I was wondering: “What tables in my database are most commonly joined together?” I already have a pretty good idea based on the data model. But I wanted to find out if the popular queries are in sync with my understanding. Unfortunately there’s no system view called sys.dm_exec_join_stats. The whole reason that I was curious is that I wanted to find a set of common table joins whose queries might be improved with a indexed view.
So I wrote something that gives me a bit of an idea. It’s a query that looks at cached query plans and counts nested loop joins (multiplied by execution count).
USE tempdb; SET TRANSACTION ISOLATION LEVEL READ UNCOMMITTED; BEGIN TRANSACTION ;WITH XMLNAMESPACES (DEFAULT 'http://schemas.microsoft.com/sqlserver/2004/07/showplan') select cp.usecounts as numberOfJoins, seeknodes.query('.') as plansnippet into #my_joins from sys.dm_exec_cached_plans cp cross apply sys.dm_exec_query_plan(cp.plan_handle) as qp cross apply query_plan.nodes('/ShowPlanXML/BatchSequence/Batch/Statements/StmtSimple/QueryPlan//SeekKeys/Prefix[@ScanType="EQ"]') as seeks(seeknodes) where seeknodes.exist('./RangeColumns/ColumnReference[1]/@Database') = 1 and seeknodes.exist('./RangeExpressions/ScalarOperator/Identifier/ColumnReference[1]/@Database') = 1; WITH XMLNAMESPACES ('http://schemas.microsoft.com/sqlserver/2004/07/showplan' as p1) select sum(numberOfJoins) as [Number Of Joins], myValues.lookupTable + '(' + myValues.lookupColumn + ')' as lookupColumn, myValues.expressionTable + '(' + myValues.expressionColumn + ')' as expressionColumn from #my_joins cross apply plansnippet.nodes('./p1:Prefix/p1:RangeColumns/p1:ColumnReference[1]') as rangeColumns(rangeColumnNodes) cross apply plansnippet.nodes('./p1:Prefix/p1:RangeExpressions/p1:ScalarOperator/p1:Identifier/p1:ColumnReference[1]') as rangeExpressions(rangeExpressionNodes) cross apply ( select rangeColumnNodes.value('@Database', 'sysname') as lookupDatabase, rangeColumnNodes.value('@Schema', 'sysname') as lookupSchema, rangeColumnNodes.value('@Table', 'sysname') as lookupTable, rangeColumnNodes.value('@Column', 'sysname') as lookupColumn, rangeExpressionNodes.value('@Database', 'sysname') as expressionDatabase, rangeExpressionNodes.value('@Schema', 'sysname') as expressionSchema, rangeExpressionNodes.value('@Table', 'sysname') as expressionTable, rangeExpressionNodes.value('@Column', 'sysname') as expressionColumn ) as myValues where myValues.expressionTable != myValues.lookupTable group by myValues.lookupTable, myValues.lookupColumn, myValues.expressionTable, myValues.expressionColumn order by SUM(numberOfJoins) desc; rollback; |
Some caveats:
- Parsing xml takes a lot of time and a lot of CPU (the subtree cost is huge and execution time is measured in seconds or minutes)
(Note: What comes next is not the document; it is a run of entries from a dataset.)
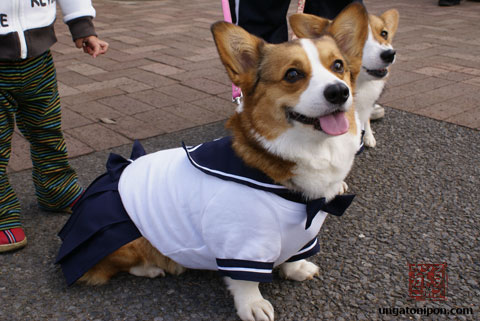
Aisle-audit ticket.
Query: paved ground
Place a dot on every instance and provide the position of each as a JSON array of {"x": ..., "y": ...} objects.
[
  {"x": 417, "y": 192},
  {"x": 162, "y": 72}
]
- It’s only useful on a system that is used a lot (as opposed to a dev database).
- It only reports statistics about queries that are found in cached plans. So the stats are only relevant since the last server restart
- It only counts loop joins (not hash or merge joins)
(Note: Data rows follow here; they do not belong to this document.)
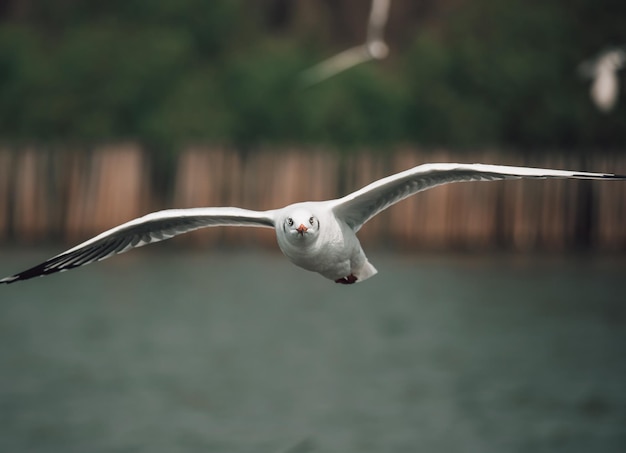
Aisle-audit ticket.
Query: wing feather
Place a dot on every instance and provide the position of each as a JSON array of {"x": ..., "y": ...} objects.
[
  {"x": 360, "y": 206},
  {"x": 150, "y": 228}
]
- If you want, you can adjust the query to include schema and database names in the results
I hope you find it useful. This query gives hints for further investigation into potential indexed views. It worked well for me and so I thought it was worth sharing. I ran this query against a server I know well and I was surprised at some of the results. Good luck.